前院宴席上的熱鬨聲遙遙地傳來,絲竹不休,人聲如沸。
鐘嘉柔用眼神示意穩重些的春華。
春華會意,去了前院的宴席上。
約摸兩刻鐘,春華便帶著消息回來,低聲向鐘嘉稟道:“六殿下喝了一杯喜酒,之後內侍說禦醫在宮中等著,六殿下便回去施針上藥了。”
鐘嘉柔握緊喜服寬寬的袖擺:“他的眼睛還好嗎?”
“遠遠見著精神狀態尚可,其餘的奴婢未敢多打聽。”說罷,春華麵上有些不忿,“姑娘,奴婢還聽到姑爺說了一些酒話。”
鐘嘉柔美目輕抬。
“姑爺說明日就讓您下莊子,京郊有兩處在播種的田莊,您正好入了府,要改改您貴女的做派。”
她有什麼貴女的做派?
這些話的確是戚越在酒桌上說的。
他親口說的。
也許是今日覺得鐘嘉柔一舉一動都太過嬌柔了,方才那桌紈絝子們勸酒調侃,大肆笑話他“你們陽平侯府五個兒媳中,永定侯嫡女是唯一一個上京一等貴女吧,我說越爺,你能駕馭得了上京第一貴女嗎”。
戚越微頓片刻,便道:“我府中不養嬌花,你們看前院那些花圃,我府中隻鏟了花草種糧種菜。所以不管它什麼名貴嬌花,入了我府中就當同糧草一樣好野蠻生長。”
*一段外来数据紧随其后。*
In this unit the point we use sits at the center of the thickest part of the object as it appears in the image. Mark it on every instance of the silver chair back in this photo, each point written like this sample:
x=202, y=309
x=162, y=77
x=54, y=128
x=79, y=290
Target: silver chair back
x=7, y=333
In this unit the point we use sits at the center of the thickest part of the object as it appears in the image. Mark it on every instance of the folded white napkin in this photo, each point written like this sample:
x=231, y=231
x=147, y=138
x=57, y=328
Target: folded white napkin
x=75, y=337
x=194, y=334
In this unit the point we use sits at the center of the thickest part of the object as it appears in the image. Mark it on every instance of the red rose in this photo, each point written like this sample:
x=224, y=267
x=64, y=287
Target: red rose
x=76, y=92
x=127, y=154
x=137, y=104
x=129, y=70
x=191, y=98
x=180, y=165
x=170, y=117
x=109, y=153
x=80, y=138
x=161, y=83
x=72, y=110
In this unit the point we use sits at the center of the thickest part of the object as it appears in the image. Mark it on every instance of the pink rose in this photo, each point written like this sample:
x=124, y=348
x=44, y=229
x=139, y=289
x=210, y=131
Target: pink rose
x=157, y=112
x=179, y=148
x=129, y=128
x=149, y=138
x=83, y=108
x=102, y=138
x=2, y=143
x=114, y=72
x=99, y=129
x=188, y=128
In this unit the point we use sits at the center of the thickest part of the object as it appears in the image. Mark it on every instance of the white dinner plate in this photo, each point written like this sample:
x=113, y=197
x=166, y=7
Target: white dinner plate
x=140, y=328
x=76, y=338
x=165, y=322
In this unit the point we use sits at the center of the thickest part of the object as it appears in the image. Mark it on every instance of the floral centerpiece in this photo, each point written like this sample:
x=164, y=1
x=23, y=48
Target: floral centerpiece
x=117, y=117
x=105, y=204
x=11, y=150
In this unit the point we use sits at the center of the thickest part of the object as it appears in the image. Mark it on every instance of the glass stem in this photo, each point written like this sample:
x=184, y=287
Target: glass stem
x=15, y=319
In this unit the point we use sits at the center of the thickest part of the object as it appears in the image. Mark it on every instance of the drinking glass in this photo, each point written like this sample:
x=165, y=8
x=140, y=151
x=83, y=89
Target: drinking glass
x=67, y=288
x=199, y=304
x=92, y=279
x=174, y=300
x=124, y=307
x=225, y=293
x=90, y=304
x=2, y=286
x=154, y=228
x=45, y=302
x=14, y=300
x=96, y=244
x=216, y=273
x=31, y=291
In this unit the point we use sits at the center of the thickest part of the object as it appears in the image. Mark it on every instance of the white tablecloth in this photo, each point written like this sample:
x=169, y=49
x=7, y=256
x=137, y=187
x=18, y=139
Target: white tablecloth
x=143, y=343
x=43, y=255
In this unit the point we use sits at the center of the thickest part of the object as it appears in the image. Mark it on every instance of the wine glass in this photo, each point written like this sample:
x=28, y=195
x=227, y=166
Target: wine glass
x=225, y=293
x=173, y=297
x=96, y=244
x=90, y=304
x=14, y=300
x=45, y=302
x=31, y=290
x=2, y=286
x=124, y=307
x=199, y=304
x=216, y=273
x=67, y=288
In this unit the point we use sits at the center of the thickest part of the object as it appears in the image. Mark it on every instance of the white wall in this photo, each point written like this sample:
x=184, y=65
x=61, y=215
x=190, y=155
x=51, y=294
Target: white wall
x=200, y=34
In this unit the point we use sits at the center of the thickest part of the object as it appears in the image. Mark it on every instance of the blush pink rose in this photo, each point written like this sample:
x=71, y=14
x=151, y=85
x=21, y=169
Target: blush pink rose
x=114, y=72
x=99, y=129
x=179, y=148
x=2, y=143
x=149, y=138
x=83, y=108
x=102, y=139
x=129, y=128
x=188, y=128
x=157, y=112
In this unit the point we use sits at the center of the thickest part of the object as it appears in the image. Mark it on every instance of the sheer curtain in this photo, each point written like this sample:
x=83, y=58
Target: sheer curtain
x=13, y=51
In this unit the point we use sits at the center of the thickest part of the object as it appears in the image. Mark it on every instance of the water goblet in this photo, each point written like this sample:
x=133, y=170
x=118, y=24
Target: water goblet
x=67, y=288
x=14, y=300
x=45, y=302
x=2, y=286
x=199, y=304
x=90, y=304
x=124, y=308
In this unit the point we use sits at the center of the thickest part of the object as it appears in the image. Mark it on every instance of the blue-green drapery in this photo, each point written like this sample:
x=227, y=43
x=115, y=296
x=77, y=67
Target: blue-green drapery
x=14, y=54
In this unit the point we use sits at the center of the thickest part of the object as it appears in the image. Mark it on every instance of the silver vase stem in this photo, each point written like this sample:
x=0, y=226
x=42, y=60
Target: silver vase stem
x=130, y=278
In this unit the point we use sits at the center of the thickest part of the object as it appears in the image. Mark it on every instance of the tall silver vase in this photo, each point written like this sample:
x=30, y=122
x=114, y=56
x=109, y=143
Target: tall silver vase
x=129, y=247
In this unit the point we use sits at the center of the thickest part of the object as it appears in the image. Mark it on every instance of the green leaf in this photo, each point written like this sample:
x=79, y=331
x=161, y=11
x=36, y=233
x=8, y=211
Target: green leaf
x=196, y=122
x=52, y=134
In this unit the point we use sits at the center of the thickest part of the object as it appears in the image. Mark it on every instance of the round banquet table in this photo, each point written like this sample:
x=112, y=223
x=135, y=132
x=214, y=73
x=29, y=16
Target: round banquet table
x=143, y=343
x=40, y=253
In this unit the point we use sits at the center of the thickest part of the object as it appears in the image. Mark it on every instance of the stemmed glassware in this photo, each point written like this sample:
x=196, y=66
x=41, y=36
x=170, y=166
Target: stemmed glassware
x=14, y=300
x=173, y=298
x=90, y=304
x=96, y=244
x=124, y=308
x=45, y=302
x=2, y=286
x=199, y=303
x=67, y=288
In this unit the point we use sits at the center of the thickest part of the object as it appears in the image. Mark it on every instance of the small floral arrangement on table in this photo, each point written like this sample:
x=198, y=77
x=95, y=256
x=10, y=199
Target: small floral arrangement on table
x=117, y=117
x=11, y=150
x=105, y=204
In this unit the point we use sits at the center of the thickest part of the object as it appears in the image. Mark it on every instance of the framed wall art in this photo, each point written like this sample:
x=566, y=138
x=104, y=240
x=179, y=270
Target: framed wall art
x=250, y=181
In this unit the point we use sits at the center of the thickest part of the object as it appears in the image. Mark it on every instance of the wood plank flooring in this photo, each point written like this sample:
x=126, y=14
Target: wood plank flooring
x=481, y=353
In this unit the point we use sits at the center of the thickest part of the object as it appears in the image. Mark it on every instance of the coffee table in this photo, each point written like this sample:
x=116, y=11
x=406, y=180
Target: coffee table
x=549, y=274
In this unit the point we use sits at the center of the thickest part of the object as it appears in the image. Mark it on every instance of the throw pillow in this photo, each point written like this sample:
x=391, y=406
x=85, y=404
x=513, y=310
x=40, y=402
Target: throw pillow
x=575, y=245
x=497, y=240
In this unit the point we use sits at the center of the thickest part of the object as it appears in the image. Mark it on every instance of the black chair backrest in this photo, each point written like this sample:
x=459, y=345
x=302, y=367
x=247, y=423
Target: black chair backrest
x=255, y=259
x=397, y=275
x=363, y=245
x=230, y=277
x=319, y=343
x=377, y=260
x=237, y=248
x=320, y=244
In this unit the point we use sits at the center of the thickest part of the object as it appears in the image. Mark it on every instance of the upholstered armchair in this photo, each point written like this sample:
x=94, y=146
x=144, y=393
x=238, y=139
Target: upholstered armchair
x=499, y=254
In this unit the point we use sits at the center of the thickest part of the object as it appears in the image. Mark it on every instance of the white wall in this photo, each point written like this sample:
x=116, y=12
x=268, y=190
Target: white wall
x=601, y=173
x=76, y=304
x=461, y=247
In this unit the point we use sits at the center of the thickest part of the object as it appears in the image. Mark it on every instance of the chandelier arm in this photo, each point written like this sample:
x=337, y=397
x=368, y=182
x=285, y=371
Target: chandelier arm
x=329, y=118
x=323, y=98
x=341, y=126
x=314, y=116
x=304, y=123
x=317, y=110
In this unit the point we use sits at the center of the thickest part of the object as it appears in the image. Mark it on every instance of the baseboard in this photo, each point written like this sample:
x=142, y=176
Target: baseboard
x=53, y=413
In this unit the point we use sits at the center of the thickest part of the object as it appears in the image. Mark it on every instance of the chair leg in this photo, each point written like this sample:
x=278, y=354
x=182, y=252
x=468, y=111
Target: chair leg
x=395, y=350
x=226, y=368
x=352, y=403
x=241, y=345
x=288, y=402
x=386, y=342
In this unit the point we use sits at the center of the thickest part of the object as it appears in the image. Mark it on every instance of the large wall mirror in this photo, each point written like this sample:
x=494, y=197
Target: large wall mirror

眾人越發調侃:“你直接說句明話,你駕馭得了一身貴女做派的嬌花嗎?哈哈哈!”
戚越便道:“我們城郊有兩處田莊,正好要春耕播種,明日就讓我媳婦熟悉這兩處田莊,下莊子裡乾活,改改貴女的做派。”
……
鐘嘉柔麵頰紅透,皆因羞惱。
她怎麼能不生氣。
三個月前,在長公主府上,戚越當眾那般說她她便覺得不妥,現下當著京中那麼多高門賓客的麵,他竟還這般夫為妻綱,大肆落她臉麵。
她不要麵子的嗎?
這些話他在閨房中告訴她就可以了,為何非要在人前捅破?
這是聖上賜的婚。
難道他陽平侯府是不滿意聖上賜給他們一個從小錦衣玉食的貴女,非要當眾把一個貴女變成粗野婦人?
他戚家的人是沒有腦子嗎?
鐘嘉柔呼吸起伏,白皙臉頰被氣得緋紅。
春華與秋月忙為她端來茶水,要她莫氣。
鐘嘉柔望著窗前那兩簇綻放得正燦爛的桃花,去歲的春日,她也看過這樣燦爛的桃杏,在京郊,在花林,在霍雲昭與陳以彤、嶽宛之都在的時候。
藏起眸中的濕熱,鐘嘉柔眨了眨眼,將淚意吞回去。
……
春日的夜色來得早,天幕方歇,一片深藍,遠處的熱鬨聲便越來越近了。
婢女來通傳,說戚越來了,後頭跟著些鬨洞房的公子們。
喜娘也端著合巹酒盞入了房間,春華拿來蓋頭為鐘嘉柔重新蓋上。